Verlängerung der Verjährungsfrist auf zehn Jahre bei Vorliegen eines bedingten Vorsatzes.

Entscheidungstext

IM NAMEN DER REPUBLIK

Das Bundesfinanzgericht hat durch die Richterin***Ri***

in der Beschwerdesache des ***Bf1***, ***Bf1-Adr***, zu Handen ***1***,

betreffend den Bescheid des ***FA*** vom hinsichtlich Grunderwerbsteuer 2021, Steuernummer ***BF1StNr1***,

zu Recht erkannt:

I. Die Beschwerde wird gemäß § 279 BAO als unbegründet abgewiesen.

II. Gegen dieses Erkenntnis ist eine ordentliche Revision an den Verwaltungsgerichtshof nach Art. 133 Abs. 4 Bundes-Verfassungsgesetz (B-VG) nicht zulässig.

Entscheidungsgründe

I. Verfahrensgang

Der Beschwerdeführer merkte in seiner Beschwerde eingangs an, auch wenn er die vorgeschriebene Grunderwerbsteuer i.H.v. € 13.562,50 inzwischen entrichtet habe, verstehe sich dies nicht als Verzicht auf ein Rechtsmittel gegen den Grunderwerbsteuerbescheid. Er bekämpfe den Bescheid aus nachstehenden Gründen:

Besteuert werde der Erwerb eines Superädifikates vom . Das Recht, eine Abgabe festzusetzen, verjähre gemäß § 207 BAO nach spätestens fünf Jahren, soweit nicht Abgabenhinterziehung vorliege, in welchem Fall die Verjährungsfrist zehn Jahre umfasse. Zum Zeitpunkt der streitgegenständlichen Abgabenfestsetzung sei der Erwerbsvorgang mehr als fünf Jahre zurückgelegen.

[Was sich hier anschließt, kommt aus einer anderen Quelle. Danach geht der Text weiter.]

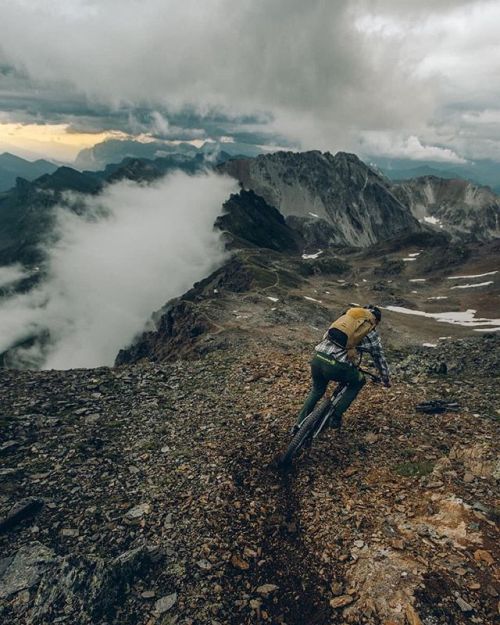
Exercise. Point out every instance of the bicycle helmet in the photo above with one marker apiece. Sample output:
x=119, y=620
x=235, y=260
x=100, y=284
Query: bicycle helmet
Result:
x=376, y=312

Eine Abgabenhinterziehung begehe gemäß § 33 FinStrG, wer vorsätzlich unter Verletzung einer abgabenrechtlichen Anzeige-, Offenlegung- oder Wahrheitspflicht eine Abgabenverkürzung bewirke. Im Finanzstrafverfahren müsse der Vorsatz von der Behörde nachgewiesen werden.

Einziges Argument der Abgabenbehörde hinsichtlich des Vorliegens einer Abgabenhinterziehung sei der im Bestandvertrag mit der Gemeinde ***2*** vom unter Punkt XIV befindliche Hinweis, dass allenfalls mit dem Erwerb des Wochenendhauses verbundene Abgaben, Steuern und Gebühren vom Bestandnehmer zu tragen seien. Allein daraus leite die Abgabenbehörde ab, dass dem Beschwerdeführer klar gewesen sei, dass Grunderwerbsteuer zu entrichten sei. Diese Annahme treffe aber nicht zu.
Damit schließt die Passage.